It's funny, I come from a church going background and when I got into NA I much preferred it to church. I thought It was much LESS religious and dogmatic, and I felt that churches should be more like it.

On the other hand if I were an atheist I don't see how I could walk into NA and believe people who told me that it wasn't religious. In the 3+ years I attended I never heard what smoothy said: Step 1 is "I can't" step 2 is "there is a solution" step 3 is "I am going to try that solution". All I heard was "we turned our will and our life over to the care of God as we understood Him" (with a capital G and capital H). So, yeah, I would have a problem with that. It's kind of like in church when they say that they don't believe God is male or a man. Yet for the whole hour it's He, Him, Our Father, etc. Somehow people are just supposed to understand that God isn't male - by why or how would they?

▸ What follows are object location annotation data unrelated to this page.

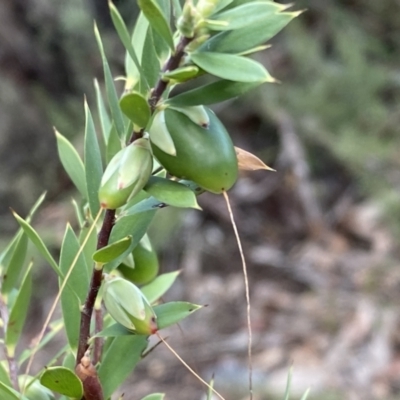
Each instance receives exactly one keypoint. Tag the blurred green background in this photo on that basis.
(321, 233)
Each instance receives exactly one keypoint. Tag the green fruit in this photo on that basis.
(204, 155)
(144, 267)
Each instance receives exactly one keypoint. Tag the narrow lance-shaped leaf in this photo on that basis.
(18, 313)
(173, 312)
(231, 67)
(105, 122)
(16, 265)
(156, 18)
(110, 89)
(38, 242)
(135, 106)
(62, 380)
(123, 34)
(75, 291)
(119, 361)
(212, 93)
(93, 164)
(171, 192)
(112, 251)
(72, 163)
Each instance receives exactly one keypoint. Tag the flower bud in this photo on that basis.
(126, 174)
(128, 306)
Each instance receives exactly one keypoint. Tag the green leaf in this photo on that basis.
(240, 40)
(173, 312)
(212, 93)
(105, 122)
(232, 67)
(38, 242)
(18, 313)
(110, 89)
(157, 20)
(133, 225)
(136, 108)
(245, 15)
(154, 396)
(14, 268)
(93, 164)
(62, 380)
(8, 393)
(112, 251)
(119, 361)
(171, 193)
(74, 293)
(4, 376)
(123, 34)
(72, 163)
(154, 290)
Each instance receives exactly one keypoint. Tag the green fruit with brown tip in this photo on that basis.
(143, 266)
(204, 155)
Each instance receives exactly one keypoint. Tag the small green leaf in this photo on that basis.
(18, 313)
(112, 251)
(232, 67)
(110, 89)
(173, 312)
(8, 393)
(75, 291)
(105, 122)
(182, 74)
(93, 163)
(134, 225)
(157, 20)
(240, 40)
(212, 93)
(136, 108)
(171, 193)
(72, 163)
(38, 242)
(154, 290)
(154, 396)
(16, 265)
(119, 361)
(62, 380)
(245, 15)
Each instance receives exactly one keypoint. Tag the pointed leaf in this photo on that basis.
(157, 288)
(171, 193)
(119, 361)
(105, 122)
(93, 164)
(249, 162)
(246, 15)
(212, 93)
(72, 163)
(37, 241)
(14, 268)
(232, 67)
(136, 108)
(154, 396)
(74, 293)
(134, 225)
(110, 89)
(173, 312)
(239, 40)
(62, 380)
(112, 251)
(157, 20)
(18, 313)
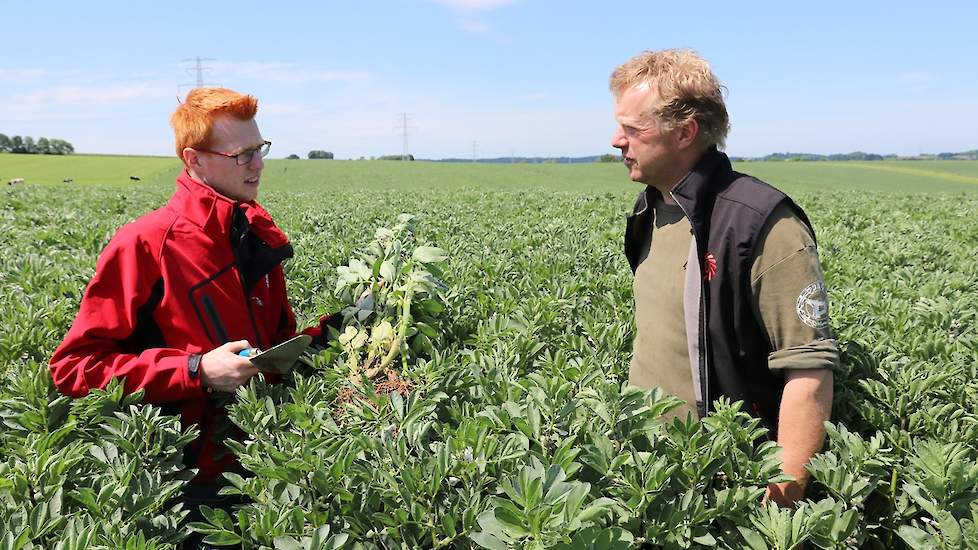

I do wholeheartedly understand where you are coming form, Smoothy. I, too, showed up at meetings high and was always welcomed with open arms. So that's why I felt that people were more faithful than those I found in church.
It's really a dilema. 12 step programs have so much love and support to offer. But yet I can see how the language is a stumbling block. I think AA is something like 70+ years old now (? not sure). I wonder if maybe at some point there would be a willingness to remove the God with a capital G language and replace it with more higher power language. As Mel said, that wouldn't solve the issue for everyone, but might help with a huge chunk of people who have issues with the God of traditional religions.

One final thought, people who say things like "Sub blocks your spirituality" are the ones that give 12 step programs a bad name.
How can a medication that keeps your addiction in remission block your spirituality?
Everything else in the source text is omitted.